By 1938 sister Kay worked in Fort Dodge and sister Florence worked somewhere also. One year they got us all boxing gloves for Christmas. We would go out to the barn and have it out. Somehow we kept it friendly. We never became fighters, but had a lot of fun. I can remember having them gloves on for years.
One year they got us ice skates, and boy was that fun. As one of us grew out of one pair, we grew into the next pair. I think Kay gave us about four pair that Christmas. We would go to Larson Lake and go skating. The lake was about a half mile west of our school. One time Grodon Frette and others went to the lake with us and we would play hockey and have a great time.
In 1941 we got a new H Farmall tractor. Boy, that was something. I can remember drawing pictures of it. It was red and new; it even had rubber tires, a starter, and lights. Wow, that was a jewel to us kids!
In the fall of 1946, when I attended junior high school at Fort Dodge, the first ballpoint pen came on the market. It was called the Reynolds Rocket. It came in different colored aluminum and had a tip cover that would slide down and cover the point.
A lot of kids in junior high had these pens and I wanted one for Christmas. Dad did get me a Reynolds Rocket. Can you imagine your child today wanting a ballpoint pen for Christmas? That pen was all I got that year but it was what I wanted and I was very happy to get it.

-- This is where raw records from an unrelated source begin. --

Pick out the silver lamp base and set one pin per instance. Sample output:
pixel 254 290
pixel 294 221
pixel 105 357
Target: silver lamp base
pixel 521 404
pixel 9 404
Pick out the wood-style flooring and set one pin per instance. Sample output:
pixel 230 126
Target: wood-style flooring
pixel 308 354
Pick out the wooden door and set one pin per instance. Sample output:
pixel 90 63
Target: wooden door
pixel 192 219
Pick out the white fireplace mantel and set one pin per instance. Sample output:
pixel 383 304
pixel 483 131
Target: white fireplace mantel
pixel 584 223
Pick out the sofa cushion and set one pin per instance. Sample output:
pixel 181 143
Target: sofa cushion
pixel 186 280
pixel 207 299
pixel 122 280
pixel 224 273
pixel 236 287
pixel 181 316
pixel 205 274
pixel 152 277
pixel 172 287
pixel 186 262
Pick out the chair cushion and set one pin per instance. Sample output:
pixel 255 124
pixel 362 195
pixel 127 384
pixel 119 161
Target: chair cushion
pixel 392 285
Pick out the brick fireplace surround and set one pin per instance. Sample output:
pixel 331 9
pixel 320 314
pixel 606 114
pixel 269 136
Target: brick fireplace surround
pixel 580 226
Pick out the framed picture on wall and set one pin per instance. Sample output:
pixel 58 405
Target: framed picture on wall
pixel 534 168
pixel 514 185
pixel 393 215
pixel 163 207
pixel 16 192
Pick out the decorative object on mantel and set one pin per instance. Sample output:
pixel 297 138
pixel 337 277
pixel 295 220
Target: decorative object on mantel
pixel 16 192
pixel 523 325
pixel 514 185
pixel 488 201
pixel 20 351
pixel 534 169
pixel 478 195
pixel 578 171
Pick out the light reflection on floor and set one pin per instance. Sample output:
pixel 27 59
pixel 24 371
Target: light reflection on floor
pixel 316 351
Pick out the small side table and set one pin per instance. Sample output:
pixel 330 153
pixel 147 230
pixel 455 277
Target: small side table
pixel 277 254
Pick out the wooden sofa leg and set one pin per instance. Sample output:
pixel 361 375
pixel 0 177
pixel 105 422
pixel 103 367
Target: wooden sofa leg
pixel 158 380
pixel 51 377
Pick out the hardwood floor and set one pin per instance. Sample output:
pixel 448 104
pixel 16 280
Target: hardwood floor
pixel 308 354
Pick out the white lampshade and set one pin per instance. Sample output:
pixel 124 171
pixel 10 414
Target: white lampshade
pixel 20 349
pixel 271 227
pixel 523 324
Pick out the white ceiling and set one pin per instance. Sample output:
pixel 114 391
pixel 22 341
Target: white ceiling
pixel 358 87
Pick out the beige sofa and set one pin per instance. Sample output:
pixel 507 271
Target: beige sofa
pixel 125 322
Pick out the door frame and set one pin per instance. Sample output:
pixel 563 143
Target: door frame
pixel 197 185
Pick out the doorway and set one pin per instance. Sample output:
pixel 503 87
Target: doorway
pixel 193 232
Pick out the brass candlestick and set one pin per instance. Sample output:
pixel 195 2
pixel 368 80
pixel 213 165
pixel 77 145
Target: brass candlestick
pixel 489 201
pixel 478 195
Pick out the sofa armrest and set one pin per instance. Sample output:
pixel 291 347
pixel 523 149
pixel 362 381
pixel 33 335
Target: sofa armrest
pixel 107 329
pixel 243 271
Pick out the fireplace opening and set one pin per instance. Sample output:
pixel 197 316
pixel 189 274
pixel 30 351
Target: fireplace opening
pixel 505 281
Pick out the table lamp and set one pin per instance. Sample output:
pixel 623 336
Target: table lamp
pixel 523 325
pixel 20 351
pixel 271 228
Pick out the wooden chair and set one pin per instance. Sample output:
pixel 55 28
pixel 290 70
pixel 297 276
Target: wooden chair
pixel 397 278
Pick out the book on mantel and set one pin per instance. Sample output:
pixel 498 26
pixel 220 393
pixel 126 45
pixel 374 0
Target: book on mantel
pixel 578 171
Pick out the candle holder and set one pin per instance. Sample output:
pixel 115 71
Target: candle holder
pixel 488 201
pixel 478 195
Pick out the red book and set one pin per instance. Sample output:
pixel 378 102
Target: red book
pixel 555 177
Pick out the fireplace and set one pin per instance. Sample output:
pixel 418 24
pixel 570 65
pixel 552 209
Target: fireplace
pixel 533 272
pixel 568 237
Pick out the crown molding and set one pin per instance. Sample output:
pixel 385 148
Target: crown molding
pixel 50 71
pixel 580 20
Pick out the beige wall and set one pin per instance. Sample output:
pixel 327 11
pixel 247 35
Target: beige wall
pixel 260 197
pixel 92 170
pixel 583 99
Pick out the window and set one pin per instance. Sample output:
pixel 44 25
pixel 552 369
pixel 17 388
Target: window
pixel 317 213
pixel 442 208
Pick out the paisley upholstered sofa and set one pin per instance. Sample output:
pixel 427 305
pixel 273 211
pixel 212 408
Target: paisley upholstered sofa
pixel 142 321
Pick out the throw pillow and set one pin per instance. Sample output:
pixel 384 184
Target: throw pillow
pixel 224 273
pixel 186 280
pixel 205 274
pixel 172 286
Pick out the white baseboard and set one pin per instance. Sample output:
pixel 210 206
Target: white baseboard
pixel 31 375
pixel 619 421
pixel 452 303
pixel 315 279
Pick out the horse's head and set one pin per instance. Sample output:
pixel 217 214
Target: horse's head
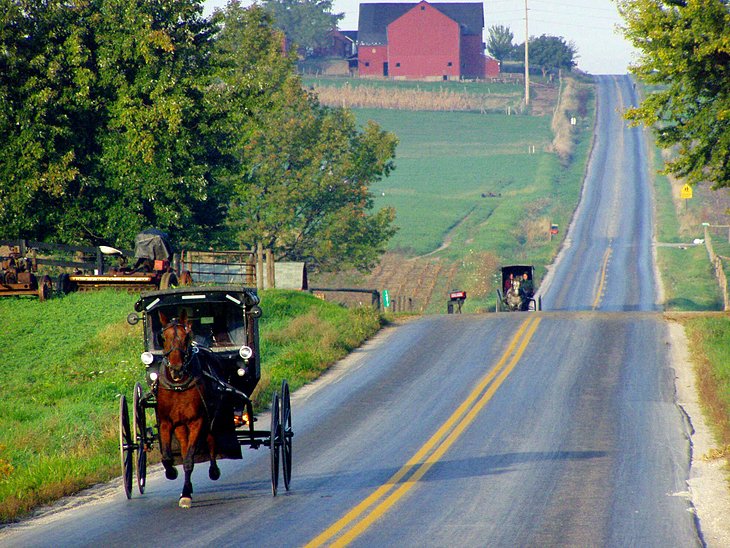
pixel 176 337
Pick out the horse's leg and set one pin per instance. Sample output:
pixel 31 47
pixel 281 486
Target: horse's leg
pixel 187 449
pixel 213 472
pixel 166 449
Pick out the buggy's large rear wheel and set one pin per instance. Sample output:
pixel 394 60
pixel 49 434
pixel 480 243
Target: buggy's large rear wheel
pixel 125 446
pixel 139 420
pixel 274 442
pixel 286 434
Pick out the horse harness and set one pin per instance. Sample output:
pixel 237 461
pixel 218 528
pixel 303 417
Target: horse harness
pixel 190 379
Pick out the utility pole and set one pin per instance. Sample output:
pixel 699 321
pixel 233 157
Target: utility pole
pixel 527 61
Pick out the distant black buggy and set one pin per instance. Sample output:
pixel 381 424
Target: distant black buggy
pixel 202 364
pixel 517 292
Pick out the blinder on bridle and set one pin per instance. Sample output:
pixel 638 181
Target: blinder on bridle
pixel 182 346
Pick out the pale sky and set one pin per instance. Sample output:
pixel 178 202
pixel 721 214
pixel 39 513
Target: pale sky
pixel 589 24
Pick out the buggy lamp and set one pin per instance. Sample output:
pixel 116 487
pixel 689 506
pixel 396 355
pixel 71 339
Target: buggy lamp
pixel 245 352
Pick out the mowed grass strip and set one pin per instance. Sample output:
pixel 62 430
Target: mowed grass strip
pixel 709 339
pixel 446 161
pixel 65 363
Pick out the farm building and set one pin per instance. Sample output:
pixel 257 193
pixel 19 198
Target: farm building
pixel 423 41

One time, about 1948, Eldon Hovey had a big old barn rope about 30 feet long. We had the back section from an old horse-drawn bob sled, about five feet wide and made of heavy wood and metal runners (aka sledge). We put a board across it and sat on it while Eldon pulled us down the snow-packed gravel road. We would steer it with our feet and had a good time, but the rope kept breaking and finally was too short to use.
We went to our house to find something else to pull the sled with. What we found was a large spring about four feet long and two inches across – like a garage-door spring but much heavier. We put that spring between the pick-up truck and sledge in place of the rope.
Boy, this was great fun. The sledge would hit a snowdrift and stop, and when the spring stretched a bit, the sledge would break loose from the snow and give us quite a ride.
The day we were doing this, the weather was not cold and the snow was heavy and wet. Eldon was pulling Lawrence and I down the lane at our place when the sledge went into a wet snowdrift. I can still see the spring stretching out. Eldon didn’t see it and kept on going. I yelled at Lawrence to jump off. I jumped off and he didn’t.
The spring stretched out until it was a straight piece of wire. The sledge went out of that snowbank like a bullet. Lawrence went flying, but as usual, didn’t get hurt.
It was 1949 when Elden Hovey discovered that he could weld a cap on the end of a pipe and drill a hole for the fuse. He would put black powder in it and tamp paper and a slug of some kind in it to make a cannon. At that time farmers could buy black powder at the hardware store for farm use. We had a lot of fun with that cannon, shootings into the air.